Traders work on the floor at the New York Stock Exchange (NYSE) in New York on June 3, 2019.
Brendan McDermid—Reuters
By Ryan Derousseau
June 11, 2019

The stocks of strong corporate citizens generally outperform their rivals over the long term. For socially conscious investors, that raises a chicken-and-egg question: Do companies that perform well by ESG measures (or the practice of evaluating and screening companies based on their environmental, social or governance efforts) beat the market because they’re already well-run? Or do otherwise ordinary companies become more attractive to investors by pumping up their ESG scores?

JUST Capital, a non-profit that evaluates which organizations operate in the public’s best interest, has provided some clarity to this riddle in a new report released today exclusively to Fortune.

JUST, which was founded in 2013 by a group of investors that includes billionaire Paul Tudor Jones, analyzed the Russell 1000, measuring share performance along with a number of other metrics. These metrics, which include measures of worker pay and privacy policies as well as traditional ESG measures, are in turn based on a JUST annual public survey that determines what issues matter to Americans when analyzing corporate behavior.

One reason that strong corporate citizens tend to outperform, based on numerous studies in the ESG space, is that they post higher profits and better margins in the short run, allowing them to continue a virtuous cycle over the long term. JUST’s new survey reinforces those findings: For example, companies in the top quintile of JUST scores saw a return on equity 6.4 percentage points higher than companies in the bottom quintile. “Corporate leaders increasingly understand that attending to the needs of all stakeholders—not only their shareholders—is good for the bottom line,” says JUST CEO Martin Whittaker.
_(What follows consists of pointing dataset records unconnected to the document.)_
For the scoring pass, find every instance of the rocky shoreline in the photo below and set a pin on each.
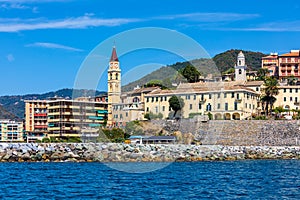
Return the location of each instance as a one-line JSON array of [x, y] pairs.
[[112, 152]]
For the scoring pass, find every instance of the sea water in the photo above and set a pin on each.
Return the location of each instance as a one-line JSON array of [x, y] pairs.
[[254, 179]]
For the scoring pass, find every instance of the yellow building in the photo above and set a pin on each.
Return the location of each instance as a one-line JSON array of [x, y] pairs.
[[36, 116], [288, 97], [11, 131], [224, 100]]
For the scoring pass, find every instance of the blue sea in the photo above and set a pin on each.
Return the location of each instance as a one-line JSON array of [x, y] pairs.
[[255, 179]]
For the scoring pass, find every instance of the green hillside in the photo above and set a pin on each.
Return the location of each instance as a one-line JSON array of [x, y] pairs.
[[15, 103], [218, 64], [226, 60]]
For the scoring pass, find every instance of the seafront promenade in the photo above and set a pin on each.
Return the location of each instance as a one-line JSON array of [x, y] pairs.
[[116, 152]]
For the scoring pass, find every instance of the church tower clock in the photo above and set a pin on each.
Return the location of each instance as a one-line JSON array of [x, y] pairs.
[[113, 84]]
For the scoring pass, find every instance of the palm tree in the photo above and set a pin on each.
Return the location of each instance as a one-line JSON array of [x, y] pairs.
[[270, 90]]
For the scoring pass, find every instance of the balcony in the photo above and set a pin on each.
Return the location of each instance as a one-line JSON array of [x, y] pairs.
[[202, 101], [40, 114]]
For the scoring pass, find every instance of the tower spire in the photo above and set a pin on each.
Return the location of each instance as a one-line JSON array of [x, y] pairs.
[[114, 57]]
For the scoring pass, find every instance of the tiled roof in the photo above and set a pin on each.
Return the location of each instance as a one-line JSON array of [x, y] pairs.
[[114, 56], [201, 87], [290, 54]]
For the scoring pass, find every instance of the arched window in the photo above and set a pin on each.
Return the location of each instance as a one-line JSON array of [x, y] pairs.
[[208, 107], [136, 100]]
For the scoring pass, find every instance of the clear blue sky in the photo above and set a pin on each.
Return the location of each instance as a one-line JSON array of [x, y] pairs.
[[44, 42]]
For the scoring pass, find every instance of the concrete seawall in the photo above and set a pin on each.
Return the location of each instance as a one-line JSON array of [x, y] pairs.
[[238, 132], [111, 152]]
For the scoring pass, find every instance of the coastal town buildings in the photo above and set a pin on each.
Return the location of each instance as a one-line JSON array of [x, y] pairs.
[[58, 117], [283, 66], [11, 131]]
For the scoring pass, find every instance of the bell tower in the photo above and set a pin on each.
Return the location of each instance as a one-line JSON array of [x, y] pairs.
[[113, 84], [240, 68]]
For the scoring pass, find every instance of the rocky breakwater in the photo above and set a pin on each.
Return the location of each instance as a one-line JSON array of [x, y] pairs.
[[111, 152]]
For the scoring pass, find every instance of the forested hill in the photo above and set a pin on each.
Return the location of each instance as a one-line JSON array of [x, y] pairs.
[[227, 60], [15, 105], [218, 64]]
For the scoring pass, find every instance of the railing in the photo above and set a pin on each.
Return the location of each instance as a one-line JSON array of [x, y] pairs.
[[202, 101]]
But some strong corporate practices pay off more dramatically than others. JUST’s Russell 1000 analysis finds that companies focused on pollution management showed the largest positive improvements in net margins. At companies that improved their ability to control for greenhouse gas emissions or chemical water discharges, among other factors, net margins were about two percentage points higher.

Similar results were seen among companies that offered stronger retirement packages. In that category, JUST considered whether companies offered a 401(k) match and the number of participants in the retirement plan, among other factors. Having a robust “international conflict management strategy” came in third; that category measures a company’s commitment to cross-border business concerns, such as human rights issues within the supply chain or utilizing conflict-free materials.
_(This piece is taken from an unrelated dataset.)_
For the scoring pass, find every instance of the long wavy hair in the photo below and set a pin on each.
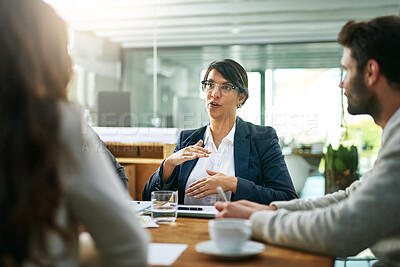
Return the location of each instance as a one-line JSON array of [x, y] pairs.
[[34, 73]]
One of the largest impacts on margins – even more than pollution management – was the number of jobs that a company offered. But JUST found that adding jobs could bring diminishing returns after a company reached a certain size.

Clarity for investors

Company management and investors alike “should pay attention to these things” if they want to make the most of their socially conscious strategies, says Hernando Cortina, director of indexes and analytics at JUST Capital.
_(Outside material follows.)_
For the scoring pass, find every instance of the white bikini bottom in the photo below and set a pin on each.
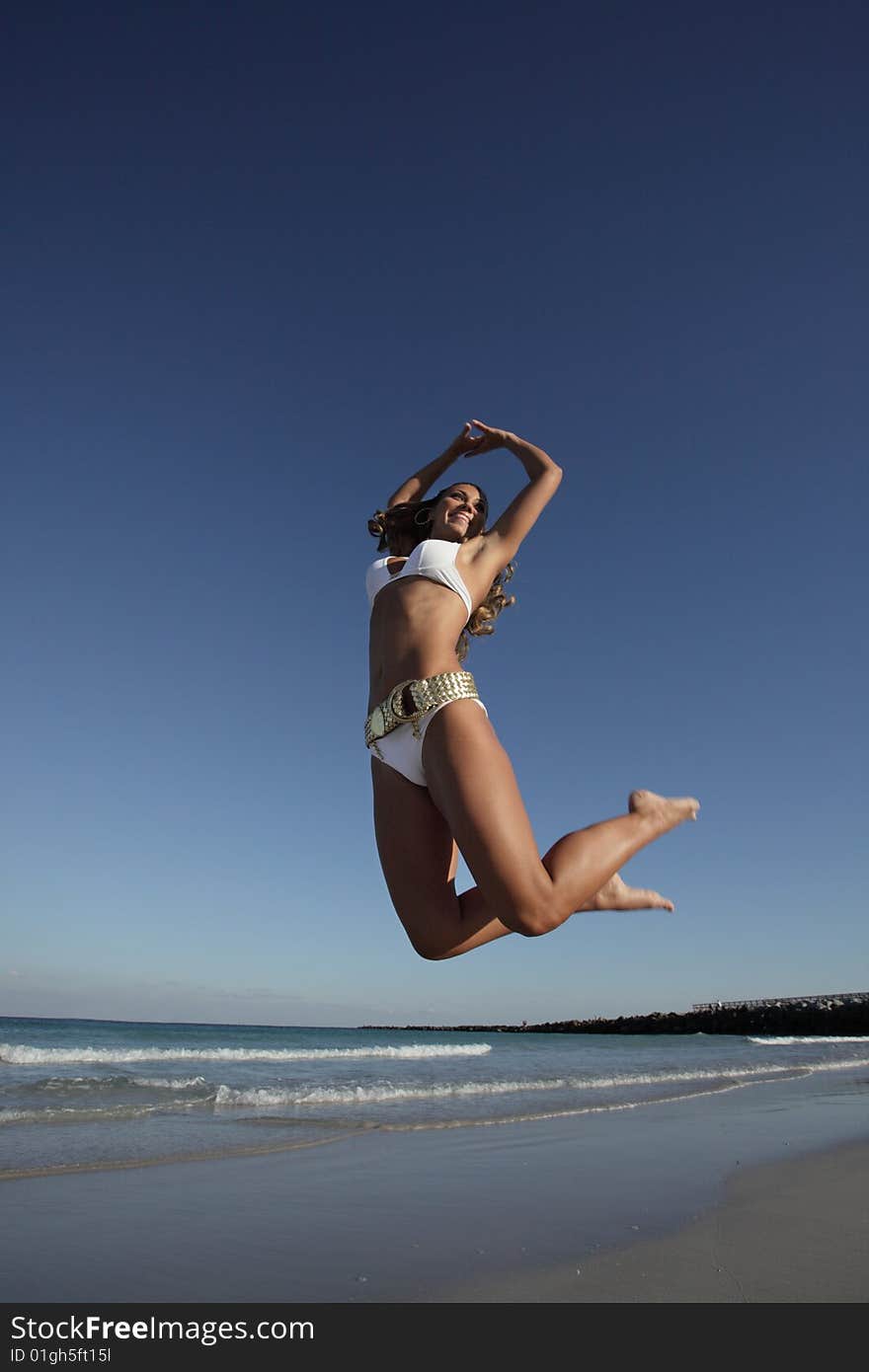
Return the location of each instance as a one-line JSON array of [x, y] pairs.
[[404, 753]]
This data adds some clarity to the analysis around profitability performance under ESG. Since investment firms, from portfolio managers to hedge funds to index funds, have embraced ESG analysis, it’s becoming more than a niche geared to bleeding hearts. Financial consultant Opimus estimates that the responsible investment market reached $30 trillion in assets in 2018, and expects that to grow to $35 trillion by 2020. Of that capital pool, 45% came from those specifically screening companies based on their ESG scores.

While 78% of the S&P 500 now provide sustainability reports, and just over two-thirds set environmental goals, only 40% of companies set social goals, according to the Sustainable Investment Institute.

Whatever their motivations, doing good seems to be a smart strategy for ensuring your bottom line does well.